Ei fu. Ncd, il Nuovo Centro Destra è morto giovane, e ieri Alfano ne ha sancito, senza particolare sofferenza, la fine. Anche Enrico Lucci, conduttore televisivo noto per aver fatto parte delle Iene, ne ha dato notizia, inscenando un funerale con tanto di carro, e seguito di amici addolorati e piangenti, diffondendo un necrologio che recita: “l’Italia piange disperatamente la dipartita di un pilastro della democrazia e del buongoverno.”

L’idea degli alfaniani, veramente, era quella di una immediata rinascita, mostrando al mondo un partito “più grande e più forte che pria”, e chiamando a raccolta tutti i centristi e gli aspiranti centristi d’Italia. L’operazione, però, annunciata dal solito Alfano qualche giorno prima, non è riuscita. Al capezzale di Ncd non è venuto nessuno di quelli convocati e sollecitati, nè a destra nè a sinistra. 

“Uniamoci e poi sia il popolo a scegliere il leader” ha proclamato il ministro degli esteri, ventilando un proprio passo indietro, ma anche questa proposta non ha avuto il successo sperato. Come in un funerale vero, gli amici hanno inviato messaggi, ma di impegni per il futuro non se ne parla. Tra i tanti esuli e senza patria che oggi, con la dissoluzione del potere renziano, cercano sponde e riferimenti, nessuno ha ritenuto di imbarcarsi con la nuova creatura nata dalle spoglie di Ncd, e battezzata, con grande fantasia, Alternativa Popolare

Non ha aderito quello che resta della diaspora di Scelta civica, da Dellai a Monchiero, né  Portas, né il gruppetto dei casiniani, da poco separati dall’Udc di Cesa, e tantomeno Fitto o Quagliariello. Le parole entusiaste dei fedeli di Alfano non riescono a nascondere il fallimento del suo progetto politico, spazzato via dal voto referendario e dal declino del “bulletto di Rignano sull’Arno”. 

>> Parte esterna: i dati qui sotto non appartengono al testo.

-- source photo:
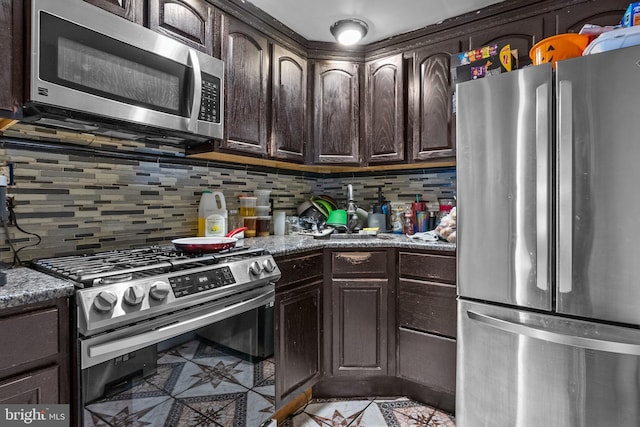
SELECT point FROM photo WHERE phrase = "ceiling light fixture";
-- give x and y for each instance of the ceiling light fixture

Il peso di Ncd nella politica renziana è stato, purtroppo, vicino allo zero, e all’opinione pubblica il partito che era nato con l’ambizione di ricostruire il centrodestra è apparso solo come un gruppo senza più idee e obiettivi forti, da tacitare a suon di poltrone e poltroncine. Qualche giorno fa, a Roccaraso, Alfano ha provato a rivendicare il proprio ruolo nel governo Renzi: “Sotto il maglione ho le cicatrici per le lotte affrontate in difesa dei valori”, ha detto. 

Sotto il maglione? Sul web, dove i commenti sono impietosi ma spesso colpiscono nel segno, qualcuno ha chiosato: “Le cicatrici? Sì, quelle delle piaghe da decubito venute stando sempre attaccato alla poltrona!”.